For years, I know this guy and older gay men for the first month, and so to get to know him, still pressing on me, until finally the point that I am not interested in dating him, not to mention any casual sex. So I kept with it is to go out, because only such an amazing guy. When I finally got the message, our friendship will continue as normal and actually find a connection. He always tell me about their experiences with the boys he met on gay dating sites and I trust him about his relationship problems. We were completely comfortable talking about these things, so our friendship was really solidifying.
About three months ago, he started hitting on me and flirting with me again. For some reason, this time do not remember that much and instead of openly rejecting it, just ignore his advances. It was not as though any big gestures in order to woo me – just from time to time comment on how I was such a great guy, and sometimes “innocently” put his hand on my thigh. You do not seem to me that the innocent, though. The main problem was that he did it in a rather awkward moments like when he talked about the commitment to the relationship I’m in. What really threw me.

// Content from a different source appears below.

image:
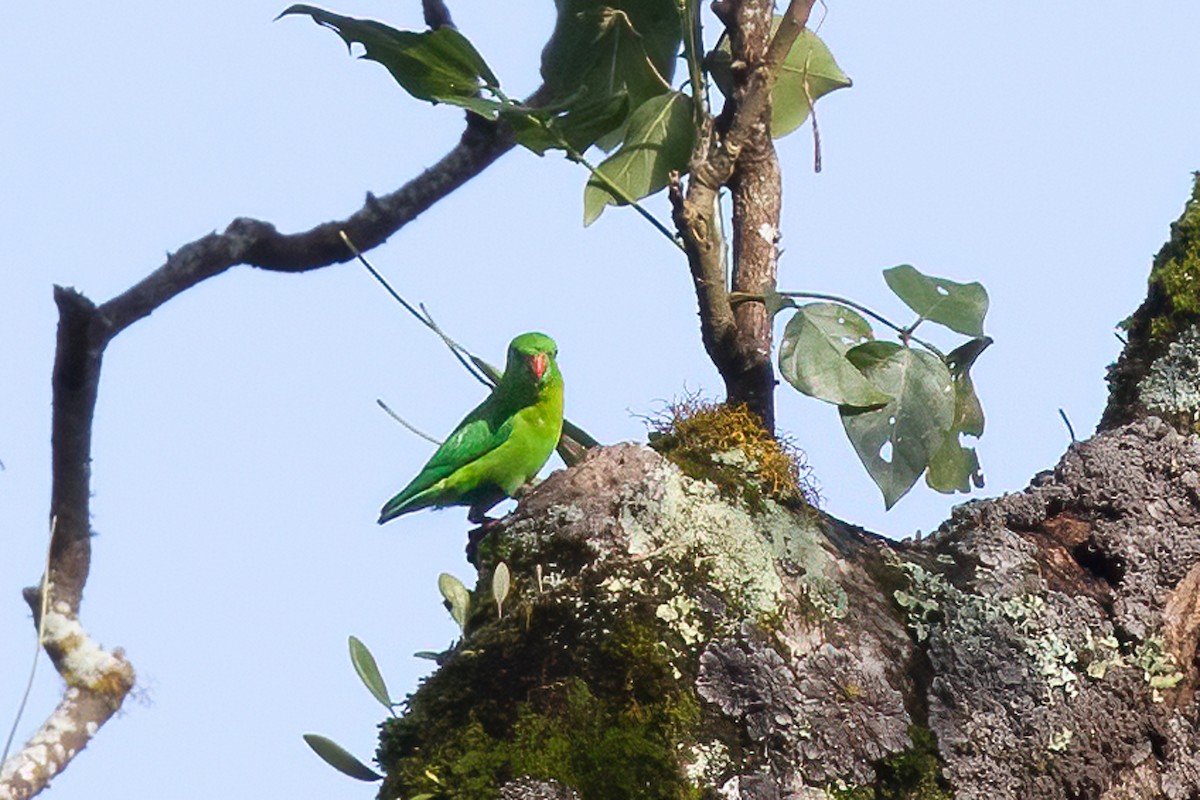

Other weekend, it was just two of us hanging out after a few beers (and maybe a few beers too many) and I think I lost my sense of sexual orientation. Indeed, we can certainly say that she was sexually confused, because everything started physical. Without going into details too much, our pants were off and the older gay man who was once my friend soon becomes her lover! I have a really strict guy when it comes to infidelity in relationships. My motto is always “One strike you’re out” as soon put a stop to things before something really serious. I really just curious, but soon began to feel cumbersome.
Now, several weeks after the incident, things are not so bad. We resumed our friendship (assuming that a short sexual put our friendly relations in the break), but still maintain the feeling that this could be the beginning of the end because I’m not sure if I’ll ever be over what completely. Seeing as I have many friends, it certainly would be a pity to lose him, but I think I only have yourself to blame.